Prepare 100 mL of saturated Ca(CH3OO)2 by placing 40 g of solid calcium acetate in 100 mL of water in a stoppered glass bottle and shake occasionally over several days. If all the solid dissolves, add more. To dispose of the gel, allow the ethanol to evaporate or burn off. The Ca(CH3OO)2 can be dissolved in water and flushed down the drain. The addition of ethanol to the saturated calcium acetate reduces the solubility of the salt. The salt precipitates rapidly, forming a network of solid throughout the liquid. This network traps the liquid within it and forms a firm gel as soon as the liquids are mixed. Similar preparations are available commercially as "Canned Heat" for heat chaffing dishes.

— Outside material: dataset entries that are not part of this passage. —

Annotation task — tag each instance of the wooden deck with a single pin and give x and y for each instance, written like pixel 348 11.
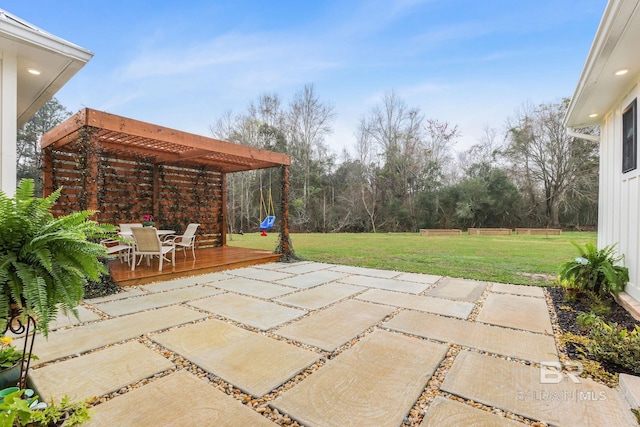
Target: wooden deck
pixel 207 260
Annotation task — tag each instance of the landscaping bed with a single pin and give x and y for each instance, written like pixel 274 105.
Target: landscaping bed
pixel 567 313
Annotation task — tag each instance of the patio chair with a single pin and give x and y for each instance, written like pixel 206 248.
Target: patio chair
pixel 148 244
pixel 187 240
pixel 118 248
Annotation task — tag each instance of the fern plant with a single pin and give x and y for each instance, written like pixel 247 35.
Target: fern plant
pixel 45 261
pixel 596 270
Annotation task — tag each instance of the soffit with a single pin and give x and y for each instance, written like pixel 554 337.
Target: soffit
pixel 615 47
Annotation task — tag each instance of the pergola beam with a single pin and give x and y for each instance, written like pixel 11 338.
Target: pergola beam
pixel 164 145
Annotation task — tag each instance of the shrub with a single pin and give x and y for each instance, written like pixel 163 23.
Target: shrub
pixel 611 342
pixel 596 270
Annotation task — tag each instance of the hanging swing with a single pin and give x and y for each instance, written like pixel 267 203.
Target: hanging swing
pixel 269 211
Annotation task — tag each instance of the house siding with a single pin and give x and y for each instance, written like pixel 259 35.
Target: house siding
pixel 619 200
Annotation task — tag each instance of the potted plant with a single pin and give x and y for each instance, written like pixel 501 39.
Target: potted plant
pixel 10 358
pixel 147 221
pixel 45 261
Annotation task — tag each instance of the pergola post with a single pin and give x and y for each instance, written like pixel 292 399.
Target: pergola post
pixel 223 190
pixel 284 245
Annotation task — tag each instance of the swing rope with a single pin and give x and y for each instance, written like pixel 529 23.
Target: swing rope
pixel 265 207
pixel 268 208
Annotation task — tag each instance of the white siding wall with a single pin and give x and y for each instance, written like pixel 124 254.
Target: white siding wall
pixel 619 202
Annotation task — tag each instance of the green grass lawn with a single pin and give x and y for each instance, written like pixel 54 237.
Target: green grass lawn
pixel 506 259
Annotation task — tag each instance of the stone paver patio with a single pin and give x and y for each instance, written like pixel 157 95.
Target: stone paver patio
pixel 320 345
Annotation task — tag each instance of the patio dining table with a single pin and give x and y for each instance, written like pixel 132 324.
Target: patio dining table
pixel 161 233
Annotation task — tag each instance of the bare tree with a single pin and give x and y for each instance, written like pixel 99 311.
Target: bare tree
pixel 29 153
pixel 546 159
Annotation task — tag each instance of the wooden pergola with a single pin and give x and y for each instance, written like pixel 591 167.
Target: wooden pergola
pixel 125 169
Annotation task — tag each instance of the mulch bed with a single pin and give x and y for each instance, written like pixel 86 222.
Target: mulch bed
pixel 567 322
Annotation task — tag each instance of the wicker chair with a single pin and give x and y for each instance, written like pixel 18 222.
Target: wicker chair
pixel 118 248
pixel 187 240
pixel 148 243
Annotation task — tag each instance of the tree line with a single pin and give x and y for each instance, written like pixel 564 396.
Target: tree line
pixel 403 172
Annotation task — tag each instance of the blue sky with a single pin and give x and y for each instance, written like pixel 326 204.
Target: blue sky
pixel 183 64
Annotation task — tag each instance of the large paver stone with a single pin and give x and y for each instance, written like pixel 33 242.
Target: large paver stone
pixel 419 278
pixel 388 284
pixel 98 373
pixel 184 282
pixel 63 321
pixel 458 289
pixel 418 302
pixel 320 296
pixel 259 274
pixel 518 388
pixel 330 328
pixel 449 413
pixel 252 362
pixel 630 387
pixel 260 314
pixel 127 293
pixel 179 399
pixel 514 311
pixel 163 299
pixel 374 383
pixel 304 267
pixel 309 280
pixel 531 291
pixel 363 271
pixel 254 288
pixel 95 335
pixel 494 339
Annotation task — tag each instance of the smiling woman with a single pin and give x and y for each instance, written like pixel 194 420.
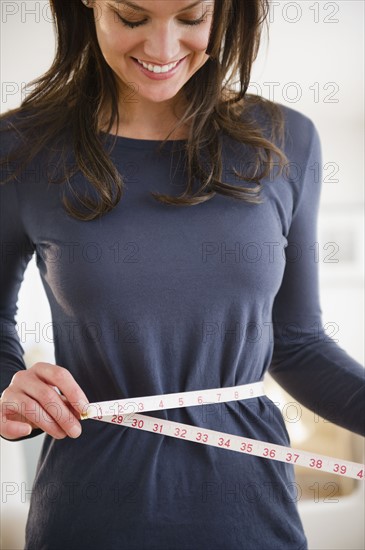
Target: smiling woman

Safety Note: This demonstration involves working with potentially dangerous materials. Only experienced and trained personnel in safety and chemistry should perform this demonstration. Appropriate safety protection and procedures should be followed at all times.

Bassam Shakhashiri Chemical Demonstrations Vol. 3, 1989 University of Wisconsin Press Madison, WI

-- Zach Anderson (, October 11, 1999.

You can buy gallon cans of jelled alcohol in restaurant supply stores. Spoon it out into the little cans for burning. It's way cheaper in gallon cans than in the little ones - about $9 a gallon.

Or check out AlcoBrite from Walton - a case of 24 16 ounce cans, if I recall, for about $80.

-- bw (home@puget.sound), October 11, 1999.

I have stainless steel cookware with the thick disk on the bottoms of the pans. The heat is so evenly distributed by these pans I can cook over a candle flame. 12 piece set for $99 at Sam's. I bought it to use on my fireplace insert and on the grill. Works great.

-- Carol (, October 11, 1999.

Make your own long burning candles using paraffin, Crisco' shortening and hot glue sticks.

Check out the details at the candle making site:

I'm getting ready RU2

-- Bernard Havran (, October 13, 1999.

BTW, good firestarters: take paper egg cartons, fill with dryer lint or sawdust, pour hot wax over this. cool & cut each little egg holder, tada, a dozen starters, lite easily, moisture doesn't affect them.

-- Lee Buffaloe (, October 13, 1999.